Ее слова вызвали у меня прямую ассоциацию. И довольно воинственную — я стала напевать: «Шагай, шагай…» Совершенно верно, я могла бы также — и это главное, что я могла, — научить Клода ходить. Сделать так, чтобы в один прекрасный день он смог оторваться от моей юбки. Переводя эту мысль в другую плоскость, я заодно представила себе смешную картину: ходунок для их недоразвитых ног — вот все, что им требуется. Ходунок для этих нерешительных субъектов — и пускай себе катятся на своих колесиках, куда пожелают. Это уже не мое дело.

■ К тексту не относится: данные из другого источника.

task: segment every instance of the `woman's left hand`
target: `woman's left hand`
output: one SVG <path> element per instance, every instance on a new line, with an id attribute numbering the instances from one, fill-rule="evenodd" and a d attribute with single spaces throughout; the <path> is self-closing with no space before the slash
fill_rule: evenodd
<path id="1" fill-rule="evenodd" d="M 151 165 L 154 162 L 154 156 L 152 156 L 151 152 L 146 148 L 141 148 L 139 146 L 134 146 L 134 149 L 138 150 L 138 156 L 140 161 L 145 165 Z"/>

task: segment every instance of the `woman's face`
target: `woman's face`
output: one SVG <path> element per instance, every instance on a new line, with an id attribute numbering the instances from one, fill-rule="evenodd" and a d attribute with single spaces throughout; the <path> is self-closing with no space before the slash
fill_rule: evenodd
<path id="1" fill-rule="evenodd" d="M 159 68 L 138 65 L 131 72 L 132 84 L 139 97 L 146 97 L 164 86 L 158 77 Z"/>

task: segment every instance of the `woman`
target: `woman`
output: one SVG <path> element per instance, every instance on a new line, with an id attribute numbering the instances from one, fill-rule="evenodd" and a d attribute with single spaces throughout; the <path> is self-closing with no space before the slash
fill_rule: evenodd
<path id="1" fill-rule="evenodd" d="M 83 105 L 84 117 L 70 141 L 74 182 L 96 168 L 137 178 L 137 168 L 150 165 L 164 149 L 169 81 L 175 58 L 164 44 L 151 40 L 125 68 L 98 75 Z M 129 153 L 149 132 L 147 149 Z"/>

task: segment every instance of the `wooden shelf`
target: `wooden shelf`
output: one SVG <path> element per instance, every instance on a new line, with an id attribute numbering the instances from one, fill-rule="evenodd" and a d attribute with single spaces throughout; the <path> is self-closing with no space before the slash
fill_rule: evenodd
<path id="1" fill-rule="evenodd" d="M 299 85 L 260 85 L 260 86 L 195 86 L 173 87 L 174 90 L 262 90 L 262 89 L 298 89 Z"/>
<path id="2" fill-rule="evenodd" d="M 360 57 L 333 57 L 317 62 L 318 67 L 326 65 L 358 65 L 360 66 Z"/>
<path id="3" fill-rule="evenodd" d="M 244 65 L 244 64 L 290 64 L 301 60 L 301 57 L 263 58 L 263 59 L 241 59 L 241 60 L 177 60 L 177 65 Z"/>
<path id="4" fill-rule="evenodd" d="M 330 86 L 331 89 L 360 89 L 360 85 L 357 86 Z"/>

И вот я принялась упражняться про себя в красноречии. Что они мне тут толовали? «Во имя кого?» Да во имя меня самой, черт побери! Во имя меня самой, какой бы слабой и одинокой я ни была. «Ради чьей выгоды?» Разумеется, ради выгоды каждого в отдельности. Когда обыкновенная девушка говорит вам то, что думает, зачем относиться к ней с подозрительностью и, подняв смоченный палец, спрашивать: «Откуда дует ветер?» Зачем призывать на выручку политику и философию? Я сказала нескольким хорошим парням, способным на большее, о том, что они слишком пассивны. По какому праву эхо ответило: «Общие фразы! Вы замахиваетесь на святая святых!»? Такая реакция нам знакома. Лицемерный ужас. Испугавшись, как бы их на миллиметр не сдвинули с места, они делают виц, будто им предлагают чуть ли не перевернуть весь мир. Я не сумасшедшая. Я просто женщина. То есть существо, интересующееся другими людьми. Жизнью каждого из них, трепещущей, открытой моим глазам, пальцам, ушам. Через них я сама чувствовала себя живой. А на все остальное мне плевать.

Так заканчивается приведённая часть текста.